The strife that had Québec students protesting on the streets for months, lately referred to as the “Maple Spring ”, has finally come to an end.
With Jean Charest of the Liberal Party no longer in power, the new premier, Pauline Marois of the Parti Québécois, scrapped the tuition fee hikes within the first 24 hours of taking office. In her first cabinet meeting, Marois came through on a promise she had made before the elections.
“I’m sorry, but Mr. Charest is profoundly responsible for what is going on right now,” she said on the day that she cut the tuition hike. Charest’s plan was to start with an increase of $600, and gradually increase fees year by year. This increase was meant to guarantee that there would be enough funding for the universities , and several polls have suggested that the majority of the Québécois supported it.For example, the Québec Employers’ Council held a survey that showed that 95% of those surveyed were in favour of the tuition increase.

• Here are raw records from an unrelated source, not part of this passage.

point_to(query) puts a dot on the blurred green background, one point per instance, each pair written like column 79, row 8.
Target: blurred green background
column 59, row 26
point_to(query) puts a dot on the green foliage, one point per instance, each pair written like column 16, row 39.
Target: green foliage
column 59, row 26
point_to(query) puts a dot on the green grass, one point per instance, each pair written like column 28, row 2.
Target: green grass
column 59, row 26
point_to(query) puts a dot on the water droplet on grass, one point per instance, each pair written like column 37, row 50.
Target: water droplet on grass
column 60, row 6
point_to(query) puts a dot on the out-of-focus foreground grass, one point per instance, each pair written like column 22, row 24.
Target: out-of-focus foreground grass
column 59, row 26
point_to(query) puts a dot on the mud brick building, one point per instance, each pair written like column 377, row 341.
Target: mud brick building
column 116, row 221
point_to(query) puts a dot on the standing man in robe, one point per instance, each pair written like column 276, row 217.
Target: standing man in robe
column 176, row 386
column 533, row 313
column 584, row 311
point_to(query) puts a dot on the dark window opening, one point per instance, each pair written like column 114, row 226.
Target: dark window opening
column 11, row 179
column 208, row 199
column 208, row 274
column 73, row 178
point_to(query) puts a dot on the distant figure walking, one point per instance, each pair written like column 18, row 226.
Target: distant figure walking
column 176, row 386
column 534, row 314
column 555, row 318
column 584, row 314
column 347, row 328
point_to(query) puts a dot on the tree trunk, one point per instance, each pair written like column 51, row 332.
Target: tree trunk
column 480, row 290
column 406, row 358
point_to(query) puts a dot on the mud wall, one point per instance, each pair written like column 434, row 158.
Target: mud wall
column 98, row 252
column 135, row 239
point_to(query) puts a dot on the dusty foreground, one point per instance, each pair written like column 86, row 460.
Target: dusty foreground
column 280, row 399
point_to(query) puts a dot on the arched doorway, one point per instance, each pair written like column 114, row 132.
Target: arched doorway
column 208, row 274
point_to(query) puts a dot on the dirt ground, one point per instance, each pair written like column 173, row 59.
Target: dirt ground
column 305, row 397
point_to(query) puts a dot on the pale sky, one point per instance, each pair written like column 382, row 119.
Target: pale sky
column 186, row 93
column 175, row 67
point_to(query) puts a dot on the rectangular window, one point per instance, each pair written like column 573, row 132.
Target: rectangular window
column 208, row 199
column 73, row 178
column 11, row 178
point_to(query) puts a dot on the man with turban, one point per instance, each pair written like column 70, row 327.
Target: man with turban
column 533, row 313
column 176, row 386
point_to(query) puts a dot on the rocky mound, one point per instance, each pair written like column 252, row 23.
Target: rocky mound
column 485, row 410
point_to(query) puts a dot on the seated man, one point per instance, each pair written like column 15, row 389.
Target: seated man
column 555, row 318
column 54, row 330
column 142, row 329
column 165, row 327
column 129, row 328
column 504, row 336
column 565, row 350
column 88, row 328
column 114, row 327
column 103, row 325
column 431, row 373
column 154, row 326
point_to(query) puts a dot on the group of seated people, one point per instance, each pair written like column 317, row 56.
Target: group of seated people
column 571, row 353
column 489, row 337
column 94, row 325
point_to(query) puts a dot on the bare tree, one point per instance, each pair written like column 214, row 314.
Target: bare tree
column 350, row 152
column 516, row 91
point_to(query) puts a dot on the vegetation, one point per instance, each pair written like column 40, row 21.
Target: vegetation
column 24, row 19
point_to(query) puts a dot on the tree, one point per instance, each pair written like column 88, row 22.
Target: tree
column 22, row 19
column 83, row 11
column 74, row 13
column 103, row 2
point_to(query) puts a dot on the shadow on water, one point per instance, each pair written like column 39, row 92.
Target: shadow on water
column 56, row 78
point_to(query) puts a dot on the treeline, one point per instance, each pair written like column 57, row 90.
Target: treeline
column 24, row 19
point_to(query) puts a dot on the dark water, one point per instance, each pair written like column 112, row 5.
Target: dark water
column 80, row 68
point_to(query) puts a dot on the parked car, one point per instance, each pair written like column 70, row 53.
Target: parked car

“It is important to know the opinion of Québec employers in the current situation, because it is they who provide jobs to college and university students educated in our institutions,” the council said in a statement.
Although the planned tuition increase has been cut, Marois has stated that there will still be an increase in line with the rate of inflation. This will be anywhere from one to three percent most years, which isn’t much compared to the 84% that the Liberal government under Charest had suggested. Marois did, however , state that she will be holding a summit within the first 100 days of being in office to discuss the increase.
“That’s a proposal I’m putting on the table,” Marois said. “It’s a debate we need to have.”
She promised to cancel Bill 78, the controversial legislation adopted in May to stop the protests. The law states that protesting and picketing cannot take place on or near university grounds. It further states that protest groups of 50 or more people must give the police advance notice of their venue or route for approval. Charest passed this emergency law because the protests at the time led to arrests, riots, and even to the resignation of the Minister of Education . Some local subway stops were even smoke-bombed.
“I think we have to find a way to have a peaceful climate, and that’s why I suggest an election truce,” said Parti Québécois candidate Léo Bureau-Blouin.
Now that the tuition hike is history, Québec post secondary students will be paying an average of $2, 774 a year for an undergraduate degree, according to Statistics Canada. This is still the second-lowest in Canada; Newfoundland and Labrador students pay the least.
Ontario students are currently paying approximately $7,180 a year, higher than the national average of $5,581. In the last year, Ontario postsecondary students saw an increase of 5.4% . These figures only apply to domestic full-time students, and do not include the costs of transportation and books.If the student is living in residence, and is an international student, then tuition is usually about twice as high.
The Association pour une solidarité syndicale étudiante was the body that energized students across Québec to march in protest of the proposed tuition hike. “We are many youth, but with one struggle” is their manifesto.
Now that the “Maple Spring” has won its first victory, ASSÉ has adopted the long-term goal of free education for all.